LeapRate's Daily Forex Industry Newsletter
Join now to receive first access to our EXCLUSIVE reports and updates.
Screenshot of a breaking news alert e-mail from Q2 2017
Indonesia’s central bank is pushing through a regulation prohibiting foreign currencies, including U.S. dollars, from being used in domestic transactions as it tries to get a grip on the falling rupiah.
According to the Wall Street Journal, the regulation, which takes effect Wednesday, has raised uncertainties and concerns of increased operating costs and other risks among businesses involved in mining, oil and gas, manufacturing and property: firms that transact in U.S. dollars as a hedge against the rupiah, a historically volatile currency that has been on a downward slide over the last four years.

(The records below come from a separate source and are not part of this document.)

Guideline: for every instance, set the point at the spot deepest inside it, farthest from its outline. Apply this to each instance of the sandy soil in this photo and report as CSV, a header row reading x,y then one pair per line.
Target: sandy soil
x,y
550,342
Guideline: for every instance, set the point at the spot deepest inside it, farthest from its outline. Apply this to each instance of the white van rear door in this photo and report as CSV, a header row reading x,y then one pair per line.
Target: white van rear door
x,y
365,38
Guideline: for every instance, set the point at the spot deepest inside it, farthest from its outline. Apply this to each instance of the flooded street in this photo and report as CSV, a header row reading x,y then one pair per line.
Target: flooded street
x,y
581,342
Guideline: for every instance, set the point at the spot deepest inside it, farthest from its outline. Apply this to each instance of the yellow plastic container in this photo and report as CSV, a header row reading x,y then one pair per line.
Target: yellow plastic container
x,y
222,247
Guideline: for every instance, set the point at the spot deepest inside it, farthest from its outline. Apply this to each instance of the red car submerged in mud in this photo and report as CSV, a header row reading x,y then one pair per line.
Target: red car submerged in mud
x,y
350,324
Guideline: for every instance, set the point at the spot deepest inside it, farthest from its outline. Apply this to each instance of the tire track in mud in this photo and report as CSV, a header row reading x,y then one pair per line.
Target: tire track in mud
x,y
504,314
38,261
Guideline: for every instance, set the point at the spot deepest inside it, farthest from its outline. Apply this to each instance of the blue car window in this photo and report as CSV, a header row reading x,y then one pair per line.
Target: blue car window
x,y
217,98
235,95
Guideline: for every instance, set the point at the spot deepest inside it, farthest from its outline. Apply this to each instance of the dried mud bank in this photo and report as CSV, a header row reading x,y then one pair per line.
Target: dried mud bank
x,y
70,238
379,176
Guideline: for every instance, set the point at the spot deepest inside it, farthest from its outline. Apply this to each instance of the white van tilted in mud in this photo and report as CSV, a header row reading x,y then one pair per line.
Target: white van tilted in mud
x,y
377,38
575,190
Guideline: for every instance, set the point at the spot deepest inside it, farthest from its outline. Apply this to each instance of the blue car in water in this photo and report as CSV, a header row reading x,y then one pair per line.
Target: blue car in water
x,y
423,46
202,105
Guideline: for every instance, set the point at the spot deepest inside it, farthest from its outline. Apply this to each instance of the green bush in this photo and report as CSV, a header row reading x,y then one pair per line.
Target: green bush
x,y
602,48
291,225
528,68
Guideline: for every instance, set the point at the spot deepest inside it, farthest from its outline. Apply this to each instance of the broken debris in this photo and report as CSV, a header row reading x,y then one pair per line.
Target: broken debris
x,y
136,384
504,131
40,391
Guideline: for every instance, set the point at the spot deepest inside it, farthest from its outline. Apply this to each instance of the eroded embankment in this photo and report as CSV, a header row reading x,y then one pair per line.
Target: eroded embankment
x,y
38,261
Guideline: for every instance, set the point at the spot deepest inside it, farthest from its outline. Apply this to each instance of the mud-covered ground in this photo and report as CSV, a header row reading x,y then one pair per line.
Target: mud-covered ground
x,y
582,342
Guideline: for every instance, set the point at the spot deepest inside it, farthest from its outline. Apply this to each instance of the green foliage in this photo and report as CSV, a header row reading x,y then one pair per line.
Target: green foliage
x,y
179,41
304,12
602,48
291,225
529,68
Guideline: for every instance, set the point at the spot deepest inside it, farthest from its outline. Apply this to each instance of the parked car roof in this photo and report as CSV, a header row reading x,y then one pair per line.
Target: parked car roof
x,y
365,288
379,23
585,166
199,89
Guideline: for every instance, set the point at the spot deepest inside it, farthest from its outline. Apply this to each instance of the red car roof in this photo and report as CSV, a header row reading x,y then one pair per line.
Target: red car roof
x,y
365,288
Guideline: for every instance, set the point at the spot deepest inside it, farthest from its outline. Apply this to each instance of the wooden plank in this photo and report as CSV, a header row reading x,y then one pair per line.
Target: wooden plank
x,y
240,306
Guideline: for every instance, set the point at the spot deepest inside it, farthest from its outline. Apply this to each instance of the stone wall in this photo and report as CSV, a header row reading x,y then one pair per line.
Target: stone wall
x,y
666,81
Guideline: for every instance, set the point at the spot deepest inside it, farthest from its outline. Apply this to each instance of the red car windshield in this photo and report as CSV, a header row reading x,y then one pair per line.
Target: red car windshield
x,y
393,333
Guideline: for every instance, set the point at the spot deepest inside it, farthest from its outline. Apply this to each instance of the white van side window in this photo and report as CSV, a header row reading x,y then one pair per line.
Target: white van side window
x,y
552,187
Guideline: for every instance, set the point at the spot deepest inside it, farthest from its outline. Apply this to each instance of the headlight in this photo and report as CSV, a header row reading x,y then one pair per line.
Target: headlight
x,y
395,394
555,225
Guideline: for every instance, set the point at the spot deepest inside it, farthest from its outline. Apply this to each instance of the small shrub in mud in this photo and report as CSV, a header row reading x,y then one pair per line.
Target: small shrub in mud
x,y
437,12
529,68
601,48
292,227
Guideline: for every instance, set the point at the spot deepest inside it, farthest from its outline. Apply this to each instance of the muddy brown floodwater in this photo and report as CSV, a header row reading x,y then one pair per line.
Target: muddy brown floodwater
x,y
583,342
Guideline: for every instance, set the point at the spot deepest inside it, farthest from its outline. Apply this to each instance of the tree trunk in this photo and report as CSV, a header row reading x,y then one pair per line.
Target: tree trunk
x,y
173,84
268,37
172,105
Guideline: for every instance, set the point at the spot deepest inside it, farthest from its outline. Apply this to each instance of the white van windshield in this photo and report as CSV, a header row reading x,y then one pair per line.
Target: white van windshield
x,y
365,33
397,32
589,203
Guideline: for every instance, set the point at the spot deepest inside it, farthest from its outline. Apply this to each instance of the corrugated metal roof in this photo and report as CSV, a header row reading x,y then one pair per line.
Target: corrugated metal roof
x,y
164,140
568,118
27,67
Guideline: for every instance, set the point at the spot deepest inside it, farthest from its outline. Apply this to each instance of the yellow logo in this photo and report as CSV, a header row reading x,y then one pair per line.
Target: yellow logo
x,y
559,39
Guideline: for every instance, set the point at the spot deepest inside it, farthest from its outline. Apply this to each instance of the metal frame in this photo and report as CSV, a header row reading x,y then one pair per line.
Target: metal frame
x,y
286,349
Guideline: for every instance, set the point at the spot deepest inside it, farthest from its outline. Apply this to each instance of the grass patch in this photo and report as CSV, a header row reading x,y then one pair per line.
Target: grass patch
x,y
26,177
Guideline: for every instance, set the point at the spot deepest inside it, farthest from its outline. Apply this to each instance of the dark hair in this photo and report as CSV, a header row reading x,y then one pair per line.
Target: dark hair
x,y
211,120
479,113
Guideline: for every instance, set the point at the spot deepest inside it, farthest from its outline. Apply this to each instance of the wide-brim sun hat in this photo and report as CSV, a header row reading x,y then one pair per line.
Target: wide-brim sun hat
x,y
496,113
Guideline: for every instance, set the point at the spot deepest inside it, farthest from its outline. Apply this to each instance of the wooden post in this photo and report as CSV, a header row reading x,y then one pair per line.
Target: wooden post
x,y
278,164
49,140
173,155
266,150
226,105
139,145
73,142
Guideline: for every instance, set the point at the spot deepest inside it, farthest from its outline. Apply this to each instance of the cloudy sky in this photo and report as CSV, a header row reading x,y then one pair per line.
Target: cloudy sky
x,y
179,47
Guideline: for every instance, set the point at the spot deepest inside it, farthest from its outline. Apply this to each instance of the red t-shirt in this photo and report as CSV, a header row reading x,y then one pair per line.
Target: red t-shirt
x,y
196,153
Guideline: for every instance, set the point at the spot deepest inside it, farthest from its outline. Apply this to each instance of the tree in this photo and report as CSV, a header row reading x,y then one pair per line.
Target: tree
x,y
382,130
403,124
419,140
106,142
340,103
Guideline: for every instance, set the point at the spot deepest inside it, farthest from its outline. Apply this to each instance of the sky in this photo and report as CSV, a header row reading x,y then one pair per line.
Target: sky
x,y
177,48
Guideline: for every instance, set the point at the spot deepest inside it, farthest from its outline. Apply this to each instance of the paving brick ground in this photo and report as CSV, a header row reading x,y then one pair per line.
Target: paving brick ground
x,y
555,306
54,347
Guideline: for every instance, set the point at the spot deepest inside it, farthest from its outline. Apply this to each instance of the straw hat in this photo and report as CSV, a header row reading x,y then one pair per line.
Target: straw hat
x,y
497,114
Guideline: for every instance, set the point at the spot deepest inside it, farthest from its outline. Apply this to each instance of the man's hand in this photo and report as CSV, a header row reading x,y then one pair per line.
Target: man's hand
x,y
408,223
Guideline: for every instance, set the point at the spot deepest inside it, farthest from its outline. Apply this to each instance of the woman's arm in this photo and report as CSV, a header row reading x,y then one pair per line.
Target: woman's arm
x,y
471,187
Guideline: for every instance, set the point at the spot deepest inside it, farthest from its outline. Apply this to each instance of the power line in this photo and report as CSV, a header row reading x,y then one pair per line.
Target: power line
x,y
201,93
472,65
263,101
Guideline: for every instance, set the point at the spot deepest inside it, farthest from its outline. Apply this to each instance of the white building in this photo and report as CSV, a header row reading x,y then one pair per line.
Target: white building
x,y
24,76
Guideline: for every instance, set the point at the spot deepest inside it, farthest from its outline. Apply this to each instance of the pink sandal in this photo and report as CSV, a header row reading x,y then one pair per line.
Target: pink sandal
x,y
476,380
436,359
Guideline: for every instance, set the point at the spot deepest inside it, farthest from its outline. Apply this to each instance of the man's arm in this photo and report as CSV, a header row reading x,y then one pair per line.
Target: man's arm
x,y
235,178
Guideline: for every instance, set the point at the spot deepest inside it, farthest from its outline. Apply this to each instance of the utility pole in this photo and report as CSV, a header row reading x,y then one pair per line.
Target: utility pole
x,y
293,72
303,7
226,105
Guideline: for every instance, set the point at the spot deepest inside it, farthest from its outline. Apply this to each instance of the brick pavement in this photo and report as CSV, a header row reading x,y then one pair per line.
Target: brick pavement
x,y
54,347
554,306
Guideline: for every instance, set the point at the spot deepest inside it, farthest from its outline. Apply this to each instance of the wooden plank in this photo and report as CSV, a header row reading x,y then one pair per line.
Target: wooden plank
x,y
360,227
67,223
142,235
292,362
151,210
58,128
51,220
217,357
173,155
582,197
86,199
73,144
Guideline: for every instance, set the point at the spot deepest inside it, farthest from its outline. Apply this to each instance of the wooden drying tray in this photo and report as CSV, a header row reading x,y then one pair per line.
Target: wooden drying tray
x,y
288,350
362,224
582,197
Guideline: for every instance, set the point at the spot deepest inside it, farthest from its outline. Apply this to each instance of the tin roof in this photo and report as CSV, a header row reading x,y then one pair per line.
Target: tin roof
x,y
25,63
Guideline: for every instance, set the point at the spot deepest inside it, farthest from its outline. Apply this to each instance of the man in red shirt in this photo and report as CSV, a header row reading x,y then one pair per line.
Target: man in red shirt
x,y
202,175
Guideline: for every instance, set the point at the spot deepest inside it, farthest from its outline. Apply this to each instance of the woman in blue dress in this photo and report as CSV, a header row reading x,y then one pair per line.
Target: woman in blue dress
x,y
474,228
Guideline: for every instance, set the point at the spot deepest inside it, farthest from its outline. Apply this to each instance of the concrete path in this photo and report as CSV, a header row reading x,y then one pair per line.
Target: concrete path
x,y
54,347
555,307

Trust in the rupiah has been fragile ever since the Asian financial crisis in the late 1990s, when its value went into free fall and Indonesia went under an International Monetary Fund rehabilitation program. The rupiah has become one of Asia’s worst-performing currencies this year, depreciating around 7% against the dollar.
Bank Indonesia says the prohibition against foreign currency in domestic transactions is intended to reduce reliance on the dollar and other foreign currencies and mitigate against capital outflows. According to Bank Indonesia, transactions within the country in currencies other than rupiah amount to $73 billion a year.
Prices for all goods and services will need to be quoted in rupiah only, a measure that will affect prices for hotels, rents and professional services, such as legal advice, insurance and accounting. For instance, around 80% of office rents are paid in U.S. dollars.
Companies fear they will be forced to bear the cost of the rupiah’s volatility and haven’t been given enough time to set up new accounting mechanisms. As is often the case with Indonesian regulations, the law empowering the ban was passed several years ago but implementation has only been announced over the past three months.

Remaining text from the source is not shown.